Improving Generalization of Image Captioning with Unsupervised Prompt Learning

Hongchen Wei,Zhenzhong Chen
2023-08-05
Abstract:Pretrained visual-language models have demonstrated impressive zero-shot abilities in image captioning, when accompanied by hand-crafted prompts. Meanwhile, hand-crafted prompts utilize human prior knowledge to guide the model. However, due to the diversity between different domains, such hand-crafted prompt that provide invariant prior knowledge may result in mode collapse for some domains. Some researches attempted to incorporate expert knowledge and instruction datasets, but the results were costly and led to hallucinations. In this paper, we propose an unsupervised prompt learning method to improve Generalization of Image Captioning (GeneIC), which learns a domain-specific prompt vector for the target domain without requiring annotated data. GeneIC aligns visual and language modalities with a pre-trained Contrastive Language-Image Pre-Training (CLIP) model, thus optimizing the domain-specific prompt vector from two aspects: attribute and semantic consistency. Specifically, GeneIC first generates attribute-transferred images with differing attributes, while retaining semantic similarity with original images. Then, GeneIC uses CLIP to measure the similarity between the images and the generated sentences. By exploring the variable and invariant features in the original images and attribute-transferred images, attribute consistency constrains the attribute change direction of both images and sentences to learn domain-specific knowledge. The semantic consistency directly measures the similarity between the generated sentences and images to ensure the accuracy and comprehensiveness of the generated sentences. Consequently, GeneIC only optimizes the prompt vectors, which effectively retains the knowledge in the large model and introduces domain-specific knowledge.

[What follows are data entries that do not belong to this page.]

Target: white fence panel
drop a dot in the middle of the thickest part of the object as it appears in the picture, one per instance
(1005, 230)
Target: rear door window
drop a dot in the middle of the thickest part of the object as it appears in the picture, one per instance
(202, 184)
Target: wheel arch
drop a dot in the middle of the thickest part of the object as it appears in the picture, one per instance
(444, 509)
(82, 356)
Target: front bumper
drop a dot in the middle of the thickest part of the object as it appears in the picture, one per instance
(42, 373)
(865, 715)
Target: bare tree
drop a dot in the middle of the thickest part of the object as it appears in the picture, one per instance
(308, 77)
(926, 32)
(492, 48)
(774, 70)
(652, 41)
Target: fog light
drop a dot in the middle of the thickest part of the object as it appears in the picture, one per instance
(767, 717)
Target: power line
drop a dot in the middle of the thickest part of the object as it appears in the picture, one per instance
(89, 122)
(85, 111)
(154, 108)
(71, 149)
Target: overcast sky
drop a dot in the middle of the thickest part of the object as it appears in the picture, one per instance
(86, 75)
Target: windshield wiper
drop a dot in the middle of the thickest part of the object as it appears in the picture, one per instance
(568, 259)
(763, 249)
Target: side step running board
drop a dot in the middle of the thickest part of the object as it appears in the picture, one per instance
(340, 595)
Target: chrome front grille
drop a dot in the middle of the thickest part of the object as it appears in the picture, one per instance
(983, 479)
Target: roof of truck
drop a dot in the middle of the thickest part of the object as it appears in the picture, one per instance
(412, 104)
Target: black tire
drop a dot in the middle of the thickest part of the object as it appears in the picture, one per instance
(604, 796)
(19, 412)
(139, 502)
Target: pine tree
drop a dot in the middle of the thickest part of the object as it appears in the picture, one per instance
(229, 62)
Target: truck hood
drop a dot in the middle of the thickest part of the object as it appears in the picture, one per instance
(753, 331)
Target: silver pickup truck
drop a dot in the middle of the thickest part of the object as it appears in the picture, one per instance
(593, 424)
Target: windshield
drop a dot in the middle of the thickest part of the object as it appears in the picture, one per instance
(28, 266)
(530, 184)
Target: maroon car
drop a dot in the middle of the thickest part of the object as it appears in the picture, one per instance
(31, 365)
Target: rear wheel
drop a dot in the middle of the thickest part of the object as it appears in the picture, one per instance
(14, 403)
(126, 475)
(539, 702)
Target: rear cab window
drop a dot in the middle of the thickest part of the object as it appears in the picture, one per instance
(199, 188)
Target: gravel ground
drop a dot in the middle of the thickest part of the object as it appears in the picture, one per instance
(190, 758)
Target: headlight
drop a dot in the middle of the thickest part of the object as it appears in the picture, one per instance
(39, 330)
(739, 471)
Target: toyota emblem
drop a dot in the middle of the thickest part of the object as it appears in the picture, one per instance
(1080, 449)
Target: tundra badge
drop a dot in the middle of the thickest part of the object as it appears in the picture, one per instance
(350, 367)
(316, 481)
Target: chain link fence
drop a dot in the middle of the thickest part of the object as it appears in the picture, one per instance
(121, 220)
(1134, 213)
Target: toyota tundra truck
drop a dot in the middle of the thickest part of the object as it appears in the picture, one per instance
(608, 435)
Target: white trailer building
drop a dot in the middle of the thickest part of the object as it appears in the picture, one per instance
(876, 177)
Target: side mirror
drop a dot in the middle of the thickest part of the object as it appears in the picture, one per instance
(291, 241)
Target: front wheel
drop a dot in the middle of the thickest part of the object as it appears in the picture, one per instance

Computer Vision and Pattern Recognition
What problem does this paper attempt to address?
### Problems the Paper Aims to Solve This paper aims to address the **generalization problem** in image captioning, particularly in applications across different target domains. Specifically: 1. **Limitations of Handwritten Prompts**: Traditional visual language models rely on handwritten prompts (e.g., "A photo of...") for image captioning. While this approach performs well in the source domain, it tends to lead to mode collapse in the target domain (i.e., the generated descriptions lack diversity and are of low quality). This is because handwritten prompts cannot adaptively capture domain-specific knowledge. 2. **Automatic Prompt Learning**: To overcome this limitation, the paper proposes an unsupervised prompt learning method (GeneIC) that can learn domain-specific prompt vectors without labeled data. This method optimizes the prompt vectors by exploring the variable and invariant features within the target domain, thereby guiding the model to generate high-quality descriptions that include domain-specific knowledge. 3. **Attribute Consistency and Semantic Consistency**: To achieve this, GeneIC leverages a pre-trained CLIP model to align visual and language modalities and optimizes the prompt vectors from two aspects: attribute consistency and semantic consistency. Attribute consistency ensures that the direction of attribute changes between images and sentences is consistent, while semantic consistency ensures that the generated sentences are semantically consistent with the input images. Through the above methods, the paper addresses the insufficient generalization capability of existing methods across different domains and demonstrates superior generalization performance on multiple target domain datasets compared to the state-of-the-art techniques.